Traders in the Kemp Town area of Brighton are furious after being left off a new council shopping guide.
Thousands of copies of the Brighton Shopping Guide are being distributed to tourist information offices and towns.
But a map in the guide leaves out the whole of Kemp Town, with just an arrow at the side of the page showing shoppers where it is.
There are dozens of entries describing shops in Churchill Square and North Laine, but St George's Road does not have a single one.
Roland Wallis, acting chairman of Kemp Town Business Association, said: "It is as if we don't exist. There is so much money and investment with Churchill Square, it seems as if it's the money that is making the decisions in this town.
"St George's Road is being ignored. We get a lot of support from individuals at the council but there is something very wrong with the whole system."
The association was again left dumbfounded when new bins promised by the council were instead sent to George Street in Hove.
Traders are still waiting for signs to be put on up the seafront pointing the way to them.
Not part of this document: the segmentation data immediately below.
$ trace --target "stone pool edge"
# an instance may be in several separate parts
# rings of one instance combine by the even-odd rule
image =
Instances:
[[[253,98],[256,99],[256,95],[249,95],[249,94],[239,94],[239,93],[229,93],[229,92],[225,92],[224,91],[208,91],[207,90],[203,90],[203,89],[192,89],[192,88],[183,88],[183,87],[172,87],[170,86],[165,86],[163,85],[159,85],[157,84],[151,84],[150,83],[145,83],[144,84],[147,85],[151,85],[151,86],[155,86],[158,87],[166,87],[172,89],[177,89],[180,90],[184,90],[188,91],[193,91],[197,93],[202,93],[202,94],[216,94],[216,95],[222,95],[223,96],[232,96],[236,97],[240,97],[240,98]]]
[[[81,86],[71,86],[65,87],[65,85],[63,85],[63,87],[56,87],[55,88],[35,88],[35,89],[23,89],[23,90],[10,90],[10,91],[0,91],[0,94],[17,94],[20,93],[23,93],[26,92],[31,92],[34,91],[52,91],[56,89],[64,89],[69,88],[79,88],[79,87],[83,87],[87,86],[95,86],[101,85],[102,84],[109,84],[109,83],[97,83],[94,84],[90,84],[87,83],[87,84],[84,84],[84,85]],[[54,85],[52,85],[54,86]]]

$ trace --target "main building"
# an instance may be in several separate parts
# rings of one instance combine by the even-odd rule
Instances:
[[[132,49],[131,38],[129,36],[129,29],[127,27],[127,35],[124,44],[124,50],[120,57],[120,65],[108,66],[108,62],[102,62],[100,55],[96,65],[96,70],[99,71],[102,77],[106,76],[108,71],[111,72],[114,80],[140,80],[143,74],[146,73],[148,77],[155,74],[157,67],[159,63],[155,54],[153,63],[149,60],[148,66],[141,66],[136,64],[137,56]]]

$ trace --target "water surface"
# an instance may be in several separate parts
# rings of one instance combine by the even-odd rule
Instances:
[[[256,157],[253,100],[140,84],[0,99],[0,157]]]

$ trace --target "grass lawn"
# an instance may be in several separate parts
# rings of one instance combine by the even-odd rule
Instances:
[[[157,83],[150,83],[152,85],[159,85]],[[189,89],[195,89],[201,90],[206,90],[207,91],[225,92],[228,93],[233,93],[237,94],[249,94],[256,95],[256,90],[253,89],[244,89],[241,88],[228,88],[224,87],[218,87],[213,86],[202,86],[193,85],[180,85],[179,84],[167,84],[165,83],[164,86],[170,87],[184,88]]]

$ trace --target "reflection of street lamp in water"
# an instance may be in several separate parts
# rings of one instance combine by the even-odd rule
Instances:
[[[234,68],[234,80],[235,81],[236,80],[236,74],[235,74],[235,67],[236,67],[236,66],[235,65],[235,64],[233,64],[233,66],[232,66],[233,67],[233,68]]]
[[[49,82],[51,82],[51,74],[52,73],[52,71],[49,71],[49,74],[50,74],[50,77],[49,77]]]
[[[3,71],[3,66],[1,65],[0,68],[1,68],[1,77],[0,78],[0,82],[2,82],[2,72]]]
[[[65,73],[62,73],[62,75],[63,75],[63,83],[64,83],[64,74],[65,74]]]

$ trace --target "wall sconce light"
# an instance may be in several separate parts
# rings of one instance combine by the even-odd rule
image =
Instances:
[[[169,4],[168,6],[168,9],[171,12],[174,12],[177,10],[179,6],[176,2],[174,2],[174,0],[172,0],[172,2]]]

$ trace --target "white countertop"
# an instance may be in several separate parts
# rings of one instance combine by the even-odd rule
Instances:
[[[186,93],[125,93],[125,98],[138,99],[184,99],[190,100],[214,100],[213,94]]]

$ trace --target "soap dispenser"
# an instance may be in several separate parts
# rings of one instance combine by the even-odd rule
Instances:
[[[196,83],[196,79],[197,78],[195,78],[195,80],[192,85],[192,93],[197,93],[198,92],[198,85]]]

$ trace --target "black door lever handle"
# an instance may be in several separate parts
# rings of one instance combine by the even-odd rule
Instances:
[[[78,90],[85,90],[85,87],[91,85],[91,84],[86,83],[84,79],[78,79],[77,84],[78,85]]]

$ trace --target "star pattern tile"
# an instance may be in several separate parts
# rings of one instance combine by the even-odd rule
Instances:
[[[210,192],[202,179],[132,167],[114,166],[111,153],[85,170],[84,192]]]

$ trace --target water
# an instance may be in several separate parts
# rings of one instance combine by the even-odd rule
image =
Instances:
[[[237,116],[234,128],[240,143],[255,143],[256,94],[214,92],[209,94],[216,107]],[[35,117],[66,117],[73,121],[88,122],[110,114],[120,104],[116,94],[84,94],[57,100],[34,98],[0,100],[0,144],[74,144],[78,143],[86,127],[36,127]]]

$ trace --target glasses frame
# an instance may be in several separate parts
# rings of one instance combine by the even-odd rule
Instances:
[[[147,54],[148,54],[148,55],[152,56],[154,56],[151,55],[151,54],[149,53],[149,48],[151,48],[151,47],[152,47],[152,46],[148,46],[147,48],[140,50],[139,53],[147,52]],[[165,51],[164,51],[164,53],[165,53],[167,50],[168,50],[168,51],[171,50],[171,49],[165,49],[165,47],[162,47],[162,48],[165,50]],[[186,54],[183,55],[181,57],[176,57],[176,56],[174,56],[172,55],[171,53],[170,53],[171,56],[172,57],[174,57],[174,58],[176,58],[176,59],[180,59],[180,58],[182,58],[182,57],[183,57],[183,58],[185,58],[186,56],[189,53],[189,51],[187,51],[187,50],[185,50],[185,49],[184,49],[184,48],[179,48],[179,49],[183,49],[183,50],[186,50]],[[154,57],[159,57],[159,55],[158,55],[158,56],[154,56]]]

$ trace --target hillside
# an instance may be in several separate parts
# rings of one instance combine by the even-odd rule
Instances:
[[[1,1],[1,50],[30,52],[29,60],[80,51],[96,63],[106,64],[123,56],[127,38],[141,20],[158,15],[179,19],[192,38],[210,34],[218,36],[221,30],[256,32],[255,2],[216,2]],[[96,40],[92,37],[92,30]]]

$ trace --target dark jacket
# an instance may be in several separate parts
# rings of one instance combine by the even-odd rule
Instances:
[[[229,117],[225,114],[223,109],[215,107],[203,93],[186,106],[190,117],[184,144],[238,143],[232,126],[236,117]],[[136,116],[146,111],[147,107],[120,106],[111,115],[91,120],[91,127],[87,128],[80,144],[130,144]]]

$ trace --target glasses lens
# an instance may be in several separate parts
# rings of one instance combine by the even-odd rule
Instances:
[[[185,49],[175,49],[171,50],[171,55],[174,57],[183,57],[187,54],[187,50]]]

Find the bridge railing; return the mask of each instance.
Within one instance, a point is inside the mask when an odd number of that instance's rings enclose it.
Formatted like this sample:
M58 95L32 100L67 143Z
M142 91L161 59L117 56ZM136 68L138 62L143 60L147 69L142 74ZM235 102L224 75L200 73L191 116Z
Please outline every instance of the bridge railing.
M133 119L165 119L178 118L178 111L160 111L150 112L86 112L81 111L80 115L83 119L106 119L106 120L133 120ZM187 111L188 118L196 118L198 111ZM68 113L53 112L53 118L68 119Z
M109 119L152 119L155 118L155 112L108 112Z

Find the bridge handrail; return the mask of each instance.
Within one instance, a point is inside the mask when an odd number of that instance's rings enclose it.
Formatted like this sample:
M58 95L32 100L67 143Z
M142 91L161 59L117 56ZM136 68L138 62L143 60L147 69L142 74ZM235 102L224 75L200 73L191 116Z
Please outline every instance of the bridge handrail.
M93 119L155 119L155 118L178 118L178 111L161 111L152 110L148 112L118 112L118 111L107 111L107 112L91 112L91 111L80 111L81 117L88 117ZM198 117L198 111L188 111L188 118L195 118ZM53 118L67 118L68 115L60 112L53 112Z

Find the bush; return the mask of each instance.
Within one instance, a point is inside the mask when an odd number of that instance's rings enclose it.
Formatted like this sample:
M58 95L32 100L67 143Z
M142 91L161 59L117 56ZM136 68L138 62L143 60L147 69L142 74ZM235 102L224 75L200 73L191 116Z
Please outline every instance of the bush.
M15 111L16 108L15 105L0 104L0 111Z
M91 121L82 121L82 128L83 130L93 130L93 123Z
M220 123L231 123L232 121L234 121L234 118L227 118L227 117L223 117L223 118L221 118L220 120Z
A Brighton City Centre Business Plan up to 2002 - sent by the council to companies interested in investing in the town - includes a map which goes as far west as Montpelier Road but stops east at the Old Steine.
Association secretary Jonathan Macfarlane said: "It is terrible we are not in the plan. We are a wonderful, bohemian area but we are not promoted."
Brighton and Hove marketing manager Mel Sensicle said the shopping guide used to be produced by the North Laine Traders' Association.
She said: "The reason is historical really. The guide was created by the North Laine traders for the town centre and it has remained that way."
She said the booklet would merge with the city guide next year to include St George's Road.
Council economic development and regeneration officer Philip Thomas, who worked on the business plan, said it was produced with the town centre business forum, to include only the town centre. The intention was other neighbourhoods would eventually produce their own business plans, which Hove had done.
He sympathised but "the lines had to be drawn somewhere."